WASHINGTON (AFP) - The notion that it is dangerous to be an American man in the #MeToo era took off during the angry debate over Supreme Court nominee Brett Kavanaugh.
But tossing more fuel onto the fire were a sarcastic tirade from President Donald Trump and a painfully awkward tweet from a seemingly over-anxious mother.
On the day that Judge Kavanaugh was sworn in as the junior justice to the high court, Mr Pieter Hanson's mother posted a message on the social media network Twitter comparing the plight of the jurist - who had vigorously denied allegations of sexual aggression - to the dating challenges facing her 32-year-old son.
Under the hashtag #HimToo, she said her son was refusing to go on "solo dates due to the current climate of false sexual accusations by radical feminists with an axe to grind".
To emphasise her point, she posted a photo of the good-looking young man, an angelic smile on his face, posing in his crisp, white navy uniform.
The post immediately went viral, inspiring hundreds of mocking memes, most of them having fun with the seemingly overwrought concerns of Mr Hanson's hovering mother.
The young man, now a navy veteran, responded by quickly posting a new photo of himself, in the same pose as the first one but in T-shirt and jeans, to gently take exception with his mother.
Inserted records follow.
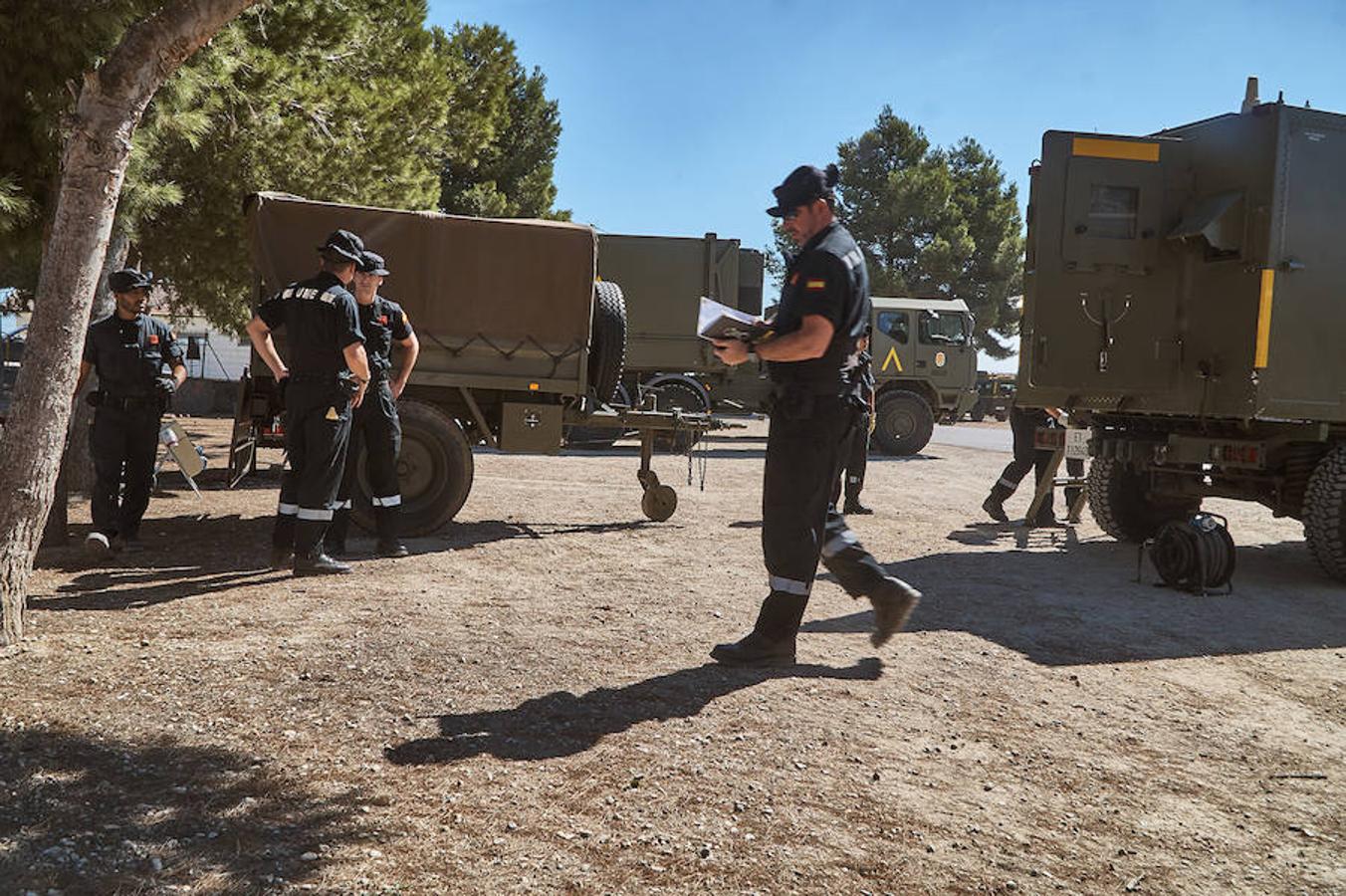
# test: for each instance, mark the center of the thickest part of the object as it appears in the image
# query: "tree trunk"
(93, 167)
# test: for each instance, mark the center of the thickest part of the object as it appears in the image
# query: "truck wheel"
(677, 394)
(1123, 509)
(434, 471)
(607, 341)
(905, 423)
(1325, 513)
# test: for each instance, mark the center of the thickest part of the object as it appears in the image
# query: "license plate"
(1077, 444)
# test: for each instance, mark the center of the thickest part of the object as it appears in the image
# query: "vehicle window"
(1113, 211)
(945, 330)
(894, 324)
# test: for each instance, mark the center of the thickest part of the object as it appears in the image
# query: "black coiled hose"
(1196, 555)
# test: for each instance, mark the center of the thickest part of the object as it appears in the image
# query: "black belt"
(129, 402)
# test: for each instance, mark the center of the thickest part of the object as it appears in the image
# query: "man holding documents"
(815, 405)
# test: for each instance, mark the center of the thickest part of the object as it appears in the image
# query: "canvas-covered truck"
(1185, 303)
(519, 339)
(924, 358)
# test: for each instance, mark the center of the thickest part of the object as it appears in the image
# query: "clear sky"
(679, 117)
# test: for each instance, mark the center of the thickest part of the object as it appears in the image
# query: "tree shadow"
(489, 531)
(102, 816)
(184, 556)
(1069, 603)
(561, 724)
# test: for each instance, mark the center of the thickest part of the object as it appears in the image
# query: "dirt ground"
(525, 705)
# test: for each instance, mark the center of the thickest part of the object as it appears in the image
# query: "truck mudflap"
(658, 502)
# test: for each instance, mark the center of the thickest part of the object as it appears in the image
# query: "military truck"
(995, 394)
(1184, 302)
(519, 339)
(922, 351)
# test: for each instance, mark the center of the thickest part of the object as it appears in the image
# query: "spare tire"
(434, 471)
(607, 339)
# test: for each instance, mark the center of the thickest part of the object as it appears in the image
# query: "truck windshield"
(947, 329)
(894, 325)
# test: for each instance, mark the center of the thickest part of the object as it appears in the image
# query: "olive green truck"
(1185, 302)
(924, 358)
(519, 340)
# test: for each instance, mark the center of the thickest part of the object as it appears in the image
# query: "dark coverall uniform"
(1023, 425)
(321, 321)
(375, 427)
(129, 356)
(857, 452)
(815, 408)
"Sometimes the people we love do things that hurt us without realising it," he tweeted. "I respect and #BelieveWomen. I never have and never will support #HimToo."
In a series of subsequent TV appearances, Mr Hanson, joined by his brother Jon, made good-natured sport of the whole matter.
The US President himself took up the same theme early this month before reporters at the White House.
"It's a very scary time for young men in America, where you can be guilty of something that you may not be guilty of," said Mr Trump, himself the target of multiple allegations of sexual aggression, which he has denied.
Then a few days later, Mr Trump mercilessly mocked Judge Kavanaugh's accuser, Dr Christine Blasey Ford, during one of his big political rallies. Pretending to be Dr Blasey Ford, he sneered at her lapses of memory over the alleged aggression dating from the 1980s, drawing uproarious laughter from supporters.
Mr Hanson's mother did not invent the #HimToo hashtag, which gained steam during the bitter debate between Dr Blasey Ford's supporters and those who see Judge Kavanaugh as a poster boy for men falsely accused of sexual misconduct.
"Men perceive that if women gain, men lose," social psychologist Clara Wilkins at Washington University in St Louis, Missouri, told AFP.
She said research shows that "men think they are experiencing bias now more than they ever have before".
"The fact that Trump said this guy (Kavanaugh) has been unfairly accused is increasing men's belief that men are victimised," Dr Wilkins said.
Men's fears have "a rational basis", insisted attorney Andrew Miltenberg, who told AFP that he has defended hundreds of young men from allegations of sexual abuse, most of them arising in university settings.
"In most cases - not all - women are seeking revenge on ex-boyfriends or young men they found have played around too much," he said, adding that "it's very difficult for young men to get a fair opportunity to be heard".
He said that "it's a very frightening time" for men.
"I don't really believe you can be alone in a room with a young woman now in this climate", at a time when such allegations can destroy a man's life and career, he added.
A US Justice Department study, however, found that such false accusations are rare - comprising no more than 2 to 10 per cent of all complaints.
Moreover, one rape victim in 10 is a man, and an estimated 3 per cent of Americans have been raped or sexually attacked.
Victims' rights groups thus stress that American men are at around the same risk of being the victim of sexual aggression as of being falsely accused, meaning the #MeToo hashtag would apply to many more than the #HimToo.